Friday Links

  • “No, no! I’ll tell all!” screams the apparent criminal defendant in the comic book cover above, that of Badge of Justice #4, published way back in 1955. The gavel comes down, leading us to wonder what “baffling adventures” take place within the issue, which cost only 10 cents at the time of publication.

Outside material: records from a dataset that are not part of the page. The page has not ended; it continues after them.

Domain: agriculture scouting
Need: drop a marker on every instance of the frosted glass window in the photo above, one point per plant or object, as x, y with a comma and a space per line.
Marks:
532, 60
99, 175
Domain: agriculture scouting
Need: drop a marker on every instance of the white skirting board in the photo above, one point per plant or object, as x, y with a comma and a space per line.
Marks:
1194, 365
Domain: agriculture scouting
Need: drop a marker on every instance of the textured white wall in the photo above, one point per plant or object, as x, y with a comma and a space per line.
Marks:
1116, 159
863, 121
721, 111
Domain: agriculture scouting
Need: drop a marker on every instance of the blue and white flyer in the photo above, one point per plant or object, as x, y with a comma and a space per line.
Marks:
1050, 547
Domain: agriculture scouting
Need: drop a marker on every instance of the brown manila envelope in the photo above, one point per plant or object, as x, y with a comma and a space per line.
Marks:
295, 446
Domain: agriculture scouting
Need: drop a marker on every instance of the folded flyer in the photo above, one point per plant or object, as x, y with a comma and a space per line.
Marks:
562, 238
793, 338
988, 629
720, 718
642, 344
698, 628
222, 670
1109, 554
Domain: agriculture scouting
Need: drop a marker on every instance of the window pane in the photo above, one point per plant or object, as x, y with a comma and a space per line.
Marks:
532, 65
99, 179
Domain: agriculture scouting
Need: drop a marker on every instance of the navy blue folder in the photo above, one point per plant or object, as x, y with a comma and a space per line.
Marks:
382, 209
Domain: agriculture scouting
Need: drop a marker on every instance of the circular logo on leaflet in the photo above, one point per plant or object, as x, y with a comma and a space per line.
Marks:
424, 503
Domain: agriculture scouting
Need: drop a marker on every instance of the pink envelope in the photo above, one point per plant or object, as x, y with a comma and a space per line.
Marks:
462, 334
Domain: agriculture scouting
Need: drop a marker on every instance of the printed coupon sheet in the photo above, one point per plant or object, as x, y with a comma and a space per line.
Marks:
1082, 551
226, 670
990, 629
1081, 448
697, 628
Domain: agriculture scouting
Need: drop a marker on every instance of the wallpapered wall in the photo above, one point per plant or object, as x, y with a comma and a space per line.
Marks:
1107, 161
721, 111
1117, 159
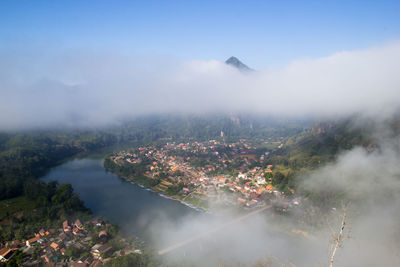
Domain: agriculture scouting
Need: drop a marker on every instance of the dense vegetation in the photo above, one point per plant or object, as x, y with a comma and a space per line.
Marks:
40, 206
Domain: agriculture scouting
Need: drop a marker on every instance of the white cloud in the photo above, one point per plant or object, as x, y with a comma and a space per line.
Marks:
77, 88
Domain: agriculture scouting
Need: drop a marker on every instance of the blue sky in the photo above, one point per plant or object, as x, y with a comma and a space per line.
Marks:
263, 34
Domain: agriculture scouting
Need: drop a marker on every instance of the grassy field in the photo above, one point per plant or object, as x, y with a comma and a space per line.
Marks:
14, 205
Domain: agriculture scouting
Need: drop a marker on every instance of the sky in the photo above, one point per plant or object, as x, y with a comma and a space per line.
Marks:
263, 34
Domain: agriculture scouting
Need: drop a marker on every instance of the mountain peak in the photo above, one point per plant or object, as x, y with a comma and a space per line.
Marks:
235, 62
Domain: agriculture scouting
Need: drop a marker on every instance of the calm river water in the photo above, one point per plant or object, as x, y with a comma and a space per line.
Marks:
122, 202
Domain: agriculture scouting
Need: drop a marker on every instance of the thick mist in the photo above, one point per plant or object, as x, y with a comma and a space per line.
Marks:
368, 181
92, 88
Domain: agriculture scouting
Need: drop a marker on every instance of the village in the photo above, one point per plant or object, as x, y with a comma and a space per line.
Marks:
74, 244
201, 173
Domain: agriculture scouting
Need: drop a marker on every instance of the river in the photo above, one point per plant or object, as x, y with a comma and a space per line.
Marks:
126, 204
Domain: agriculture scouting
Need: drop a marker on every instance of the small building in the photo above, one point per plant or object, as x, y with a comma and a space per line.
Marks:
252, 203
241, 200
66, 226
54, 246
78, 224
33, 240
6, 254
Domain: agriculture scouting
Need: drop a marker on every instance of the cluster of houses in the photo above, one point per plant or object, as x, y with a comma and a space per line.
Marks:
251, 185
53, 247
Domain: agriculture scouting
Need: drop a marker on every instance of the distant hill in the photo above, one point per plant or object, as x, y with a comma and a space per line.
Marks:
235, 62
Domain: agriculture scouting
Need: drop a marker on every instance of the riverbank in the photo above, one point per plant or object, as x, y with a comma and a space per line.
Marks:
148, 184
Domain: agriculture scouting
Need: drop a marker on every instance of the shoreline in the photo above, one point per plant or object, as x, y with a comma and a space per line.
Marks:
150, 189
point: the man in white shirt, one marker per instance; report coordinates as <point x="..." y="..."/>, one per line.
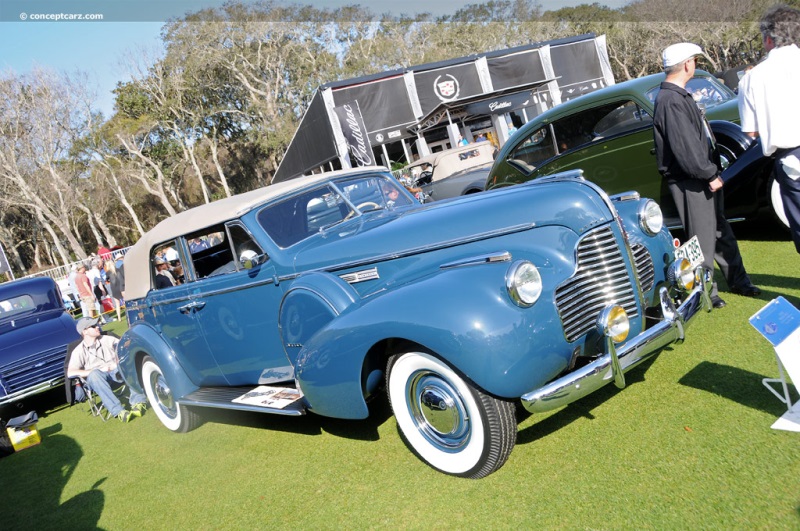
<point x="769" y="106"/>
<point x="95" y="360"/>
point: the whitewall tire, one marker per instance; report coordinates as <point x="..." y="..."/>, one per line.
<point x="171" y="413"/>
<point x="777" y="202"/>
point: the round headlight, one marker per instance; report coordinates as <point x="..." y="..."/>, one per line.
<point x="613" y="322"/>
<point x="681" y="272"/>
<point x="650" y="218"/>
<point x="524" y="283"/>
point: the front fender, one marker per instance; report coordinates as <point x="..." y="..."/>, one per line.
<point x="464" y="315"/>
<point x="142" y="340"/>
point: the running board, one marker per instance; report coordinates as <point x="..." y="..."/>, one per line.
<point x="223" y="398"/>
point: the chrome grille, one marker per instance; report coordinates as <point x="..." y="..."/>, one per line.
<point x="33" y="370"/>
<point x="644" y="266"/>
<point x="601" y="279"/>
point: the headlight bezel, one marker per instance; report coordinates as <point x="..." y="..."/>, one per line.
<point x="524" y="283"/>
<point x="651" y="218"/>
<point x="614" y="323"/>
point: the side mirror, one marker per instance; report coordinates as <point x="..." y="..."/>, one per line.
<point x="249" y="259"/>
<point x="424" y="178"/>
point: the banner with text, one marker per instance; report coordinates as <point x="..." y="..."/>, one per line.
<point x="355" y="133"/>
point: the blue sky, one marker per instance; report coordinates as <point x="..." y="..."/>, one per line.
<point x="130" y="25"/>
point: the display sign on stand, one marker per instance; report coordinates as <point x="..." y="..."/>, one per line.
<point x="779" y="323"/>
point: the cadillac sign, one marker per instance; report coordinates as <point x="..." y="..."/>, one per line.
<point x="355" y="134"/>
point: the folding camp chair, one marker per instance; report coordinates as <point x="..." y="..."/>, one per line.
<point x="78" y="389"/>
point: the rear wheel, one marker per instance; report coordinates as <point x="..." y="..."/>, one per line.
<point x="171" y="413"/>
<point x="454" y="427"/>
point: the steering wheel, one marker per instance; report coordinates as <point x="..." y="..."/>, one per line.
<point x="368" y="205"/>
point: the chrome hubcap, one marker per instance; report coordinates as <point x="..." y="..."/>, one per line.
<point x="438" y="411"/>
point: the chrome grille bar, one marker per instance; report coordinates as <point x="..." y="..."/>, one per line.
<point x="601" y="278"/>
<point x="644" y="266"/>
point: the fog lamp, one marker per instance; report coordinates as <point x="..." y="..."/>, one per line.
<point x="613" y="322"/>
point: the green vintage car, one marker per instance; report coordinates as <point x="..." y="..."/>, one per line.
<point x="609" y="135"/>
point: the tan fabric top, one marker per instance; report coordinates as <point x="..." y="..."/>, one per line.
<point x="137" y="259"/>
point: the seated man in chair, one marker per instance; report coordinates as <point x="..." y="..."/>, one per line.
<point x="95" y="360"/>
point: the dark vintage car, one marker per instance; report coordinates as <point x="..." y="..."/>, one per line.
<point x="35" y="330"/>
<point x="316" y="294"/>
<point x="454" y="172"/>
<point x="609" y="135"/>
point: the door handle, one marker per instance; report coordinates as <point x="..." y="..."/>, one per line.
<point x="194" y="305"/>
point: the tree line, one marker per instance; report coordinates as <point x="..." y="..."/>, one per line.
<point x="212" y="115"/>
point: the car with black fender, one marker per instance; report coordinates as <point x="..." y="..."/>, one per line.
<point x="35" y="329"/>
<point x="454" y="172"/>
<point x="317" y="294"/>
<point x="608" y="134"/>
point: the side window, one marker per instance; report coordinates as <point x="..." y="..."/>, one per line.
<point x="166" y="265"/>
<point x="533" y="150"/>
<point x="707" y="91"/>
<point x="600" y="122"/>
<point x="247" y="252"/>
<point x="210" y="251"/>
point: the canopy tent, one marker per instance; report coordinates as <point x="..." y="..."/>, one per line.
<point x="351" y="121"/>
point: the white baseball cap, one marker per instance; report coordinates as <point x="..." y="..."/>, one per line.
<point x="677" y="53"/>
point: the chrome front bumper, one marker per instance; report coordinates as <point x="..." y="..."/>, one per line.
<point x="616" y="362"/>
<point x="32" y="390"/>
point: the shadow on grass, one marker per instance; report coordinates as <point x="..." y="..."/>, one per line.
<point x="360" y="429"/>
<point x="581" y="409"/>
<point x="33" y="482"/>
<point x="738" y="385"/>
<point x="771" y="287"/>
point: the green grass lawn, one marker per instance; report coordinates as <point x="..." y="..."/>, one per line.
<point x="687" y="445"/>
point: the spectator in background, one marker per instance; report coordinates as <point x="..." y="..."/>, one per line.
<point x="511" y="128"/>
<point x="115" y="284"/>
<point x="163" y="276"/>
<point x="685" y="155"/>
<point x="197" y="244"/>
<point x="73" y="273"/>
<point x="95" y="360"/>
<point x="103" y="252"/>
<point x="85" y="291"/>
<point x="98" y="286"/>
<point x="769" y="105"/>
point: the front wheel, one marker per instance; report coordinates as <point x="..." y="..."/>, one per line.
<point x="171" y="413"/>
<point x="454" y="427"/>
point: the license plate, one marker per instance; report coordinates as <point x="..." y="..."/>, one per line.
<point x="691" y="251"/>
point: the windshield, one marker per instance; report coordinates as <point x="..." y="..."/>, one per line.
<point x="26" y="304"/>
<point x="299" y="217"/>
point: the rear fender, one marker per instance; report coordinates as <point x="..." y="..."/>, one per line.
<point x="312" y="302"/>
<point x="142" y="340"/>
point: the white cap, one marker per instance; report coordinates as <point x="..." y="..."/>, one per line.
<point x="678" y="53"/>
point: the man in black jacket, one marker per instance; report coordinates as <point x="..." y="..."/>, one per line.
<point x="686" y="157"/>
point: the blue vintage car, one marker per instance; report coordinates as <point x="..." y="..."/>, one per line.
<point x="315" y="294"/>
<point x="35" y="330"/>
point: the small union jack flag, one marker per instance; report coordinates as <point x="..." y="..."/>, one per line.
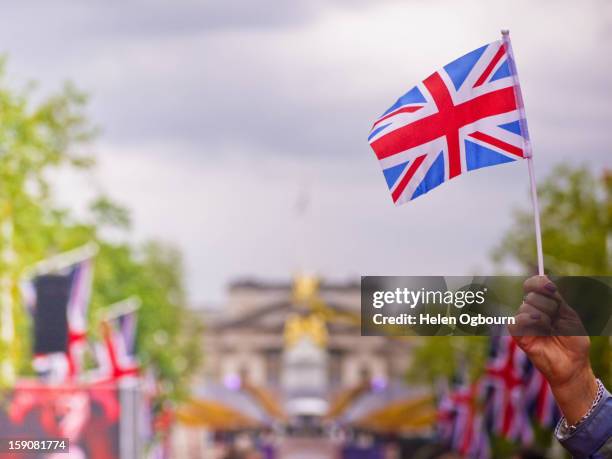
<point x="505" y="384"/>
<point x="465" y="116"/>
<point x="117" y="355"/>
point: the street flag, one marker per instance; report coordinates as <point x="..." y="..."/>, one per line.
<point x="465" y="116"/>
<point x="59" y="303"/>
<point x="117" y="353"/>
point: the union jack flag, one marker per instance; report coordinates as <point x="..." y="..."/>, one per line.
<point x="465" y="116"/>
<point x="506" y="399"/>
<point x="460" y="424"/>
<point x="117" y="355"/>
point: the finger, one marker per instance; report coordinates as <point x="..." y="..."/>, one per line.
<point x="537" y="316"/>
<point x="529" y="321"/>
<point x="543" y="303"/>
<point x="542" y="285"/>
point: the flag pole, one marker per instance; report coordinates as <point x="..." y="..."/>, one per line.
<point x="528" y="149"/>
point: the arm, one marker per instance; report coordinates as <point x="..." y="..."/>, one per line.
<point x="543" y="327"/>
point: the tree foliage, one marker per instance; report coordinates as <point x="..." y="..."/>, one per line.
<point x="37" y="139"/>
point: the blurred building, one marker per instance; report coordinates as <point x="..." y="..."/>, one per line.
<point x="292" y="355"/>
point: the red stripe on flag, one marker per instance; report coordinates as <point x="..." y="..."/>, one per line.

This cover, certainly, depicts a much more realistic and hard-boiled version of the criminal justice system than our usual superhero books.
  • Plaintiff’s lawyer Bill Marler of The Marler Blog, asks: “What do Lady Gaga, food poisoning and the White House have in common?” A good question, that.
  • We’ve cited to The Word Spy before (here and here), and we couldn’t resist linking its entry for Googleganger, defined as “[a] person who has the same name as you, and whose online references are mixed in with yours when you run a Google search on your name.” We here at Abnormal Use have certainly run into our own Googlegangers before, an experience which prompted existential crises, to be certain.
  • The Constitutional Law Prof Blog writes about South Carolina Senate Bill 500, which calls for an analysis into whether our fair state should adopt its own currency. We’re for that if our logo would go on the new South Carolina quarter, but against it if it will not.
  • The Rainmaker Blog, in a post entitled “Social Media for Attorneys: Brave New World or Business as Usual?,” posts an image of a lawyer advertisement originally published in the Indianapolis Gazette in 1822. My, how times have changed. Or have they?
  • We learn from this piece at Stereogum that former Smashing Pumpkins bassist D’arcy Wretzky is facing her own set of legal troubles. Yikes.
  • We’re always on the lookout for blog posts on law schools in North and South Carolina, that being our region and all. The Business Law Prof Blog notes that the Charleston School of Law is now seeking visiting profs. Meanwhile, The Constitutional Law Prof Blog reports on a Campbell Law Review Symposium entitled “Liberalism, Constitutionalism, and Christianity: Perspectives on the Influence of Christianity on Classical Liberal Legal Thought.” Campbell, of course, recently relocated its campus to Raleigh, NC.